One high-visibility vignette that took multiple efforts to negotiate was the deployment of missile defense capabilities that Terminal High Altitude Area Defense (THAAD) brought to the peninsula. In this instance, not only did the U.S. strategic support area have to distribute its assets, but the ROK government had to build readiness from its national pipeline as well. U.S. military leadership negotiated with Lotte Corporation for land and infrastructure at the Seongju Golf Course area, where THAAD was positioned. The ROK Ministry of Land, Infrastructure and Technology (MOLIT) also played a key governmental role in allowing access for the THAAD battery to construct on its property. Furthermore, through a combination of interoperability operations, the staffs of United States Forces Korea (USFK) and Combined Forces Command (CFC) worked exhaustively together to ensure the THAADs were functional with ROK systems to establish a defensive posture. USAMC played a critical role in delivering critical commodities in partnership with the joint deployment and distribution enterprise. As a result of the strength of the ROK-U.S. alliance, defensive posture improved interoperability against North Korea.

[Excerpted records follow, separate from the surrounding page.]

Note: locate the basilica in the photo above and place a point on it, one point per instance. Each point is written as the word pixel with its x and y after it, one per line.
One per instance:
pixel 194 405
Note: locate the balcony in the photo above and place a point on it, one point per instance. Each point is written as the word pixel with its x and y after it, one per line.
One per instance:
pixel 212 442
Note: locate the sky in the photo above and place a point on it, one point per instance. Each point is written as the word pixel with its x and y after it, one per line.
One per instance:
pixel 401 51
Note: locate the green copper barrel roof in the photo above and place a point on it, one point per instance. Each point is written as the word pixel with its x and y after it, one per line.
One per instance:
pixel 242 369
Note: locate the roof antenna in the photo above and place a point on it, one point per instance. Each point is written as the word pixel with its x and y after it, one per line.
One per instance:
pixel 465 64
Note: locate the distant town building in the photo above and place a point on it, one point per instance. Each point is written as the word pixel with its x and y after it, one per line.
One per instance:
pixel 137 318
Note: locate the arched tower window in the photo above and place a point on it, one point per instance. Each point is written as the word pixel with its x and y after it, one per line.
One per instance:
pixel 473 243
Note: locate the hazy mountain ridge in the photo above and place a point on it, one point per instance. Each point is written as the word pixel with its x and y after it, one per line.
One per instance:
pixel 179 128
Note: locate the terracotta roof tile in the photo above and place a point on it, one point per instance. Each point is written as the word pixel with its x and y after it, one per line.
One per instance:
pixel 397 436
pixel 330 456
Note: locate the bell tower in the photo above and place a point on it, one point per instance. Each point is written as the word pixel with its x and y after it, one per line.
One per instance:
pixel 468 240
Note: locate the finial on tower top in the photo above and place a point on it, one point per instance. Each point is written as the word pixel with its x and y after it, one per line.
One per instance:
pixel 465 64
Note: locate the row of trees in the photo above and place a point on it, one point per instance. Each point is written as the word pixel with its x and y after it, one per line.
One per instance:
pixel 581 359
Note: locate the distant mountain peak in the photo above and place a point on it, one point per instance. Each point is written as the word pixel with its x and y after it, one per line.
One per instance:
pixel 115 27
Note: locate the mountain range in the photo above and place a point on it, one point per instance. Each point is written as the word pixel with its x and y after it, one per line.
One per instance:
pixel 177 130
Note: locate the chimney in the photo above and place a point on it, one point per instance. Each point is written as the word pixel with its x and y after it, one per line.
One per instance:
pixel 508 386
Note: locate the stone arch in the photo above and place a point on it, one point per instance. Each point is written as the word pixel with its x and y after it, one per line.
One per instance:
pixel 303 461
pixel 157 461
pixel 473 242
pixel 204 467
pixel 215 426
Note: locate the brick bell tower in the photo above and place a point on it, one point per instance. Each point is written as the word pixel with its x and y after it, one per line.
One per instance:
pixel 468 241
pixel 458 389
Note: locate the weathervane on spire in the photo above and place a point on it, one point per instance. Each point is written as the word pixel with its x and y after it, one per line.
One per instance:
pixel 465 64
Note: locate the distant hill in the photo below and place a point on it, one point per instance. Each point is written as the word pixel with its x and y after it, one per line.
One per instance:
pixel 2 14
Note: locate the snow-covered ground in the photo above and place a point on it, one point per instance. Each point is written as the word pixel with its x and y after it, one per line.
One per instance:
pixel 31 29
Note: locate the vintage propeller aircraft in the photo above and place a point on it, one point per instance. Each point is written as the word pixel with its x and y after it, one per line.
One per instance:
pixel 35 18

A critical lesson learned came from the inculcation of multilateral partnerships and agreements among US-JPN-ROK to ensure a shared understanding to deter the North Korean threat. The alliances proved critical to maintaining stability in Northeast Asia. Change and volatility are constants; throughout these realities, alliances, trust, mentorship and agreements prevailed. Continuing its emphasis, during his first week of command of USF-K and visit to the Joint Security Area in November 2018, Gen. Robert Abrams "reaffirmed that the ROK-U.S. Alliance remains ironclad and will continue to play an important role in preventing armed conflict on the Korean Peninsula and promoting peace and stability in the region." Strengthening readiness in Northeast Asia was an undercurrent of combined and enterprise efforts which achieved the affects today through "all things enterprise" initiatives. Although the events on the Korean peninsula in 2017-2018 are only one example, the ability of a nation, its allies, and its partners to project power was clear on the international stage. Fostering relationships with allies and partners is essential to securing the Indo-Pacific region. Bilateral and multilateral agreements are absolutely vital in maintaining the support required for the TSC to set the theater.
Lt. Col. Edward K. Woo is chief, Distribution Integration Branch, at 8th Theater Sustainment Command. He holds a bachelor's degree from New York University and a Master in Military Arts and Science degree from the U.S. Army Command and General Staff College.
Maj. Mishenda S. Siggal is chief, Commander's Initiative Group, 8th Theater Sustainment Command. She holds a bachelor's degree from Campbell University, a Master of Human Relations degree, and a Master of Arts degree with emphasis in international relations from University of Oklahoma.
Maj. Jimmy Y. Chang is executive officer to the commanding general, 8th Theater Sustainment Command. He holds a bachelor's degree from University of Washington.
This article was published in the January-March 2020 issue of Army Sustainment.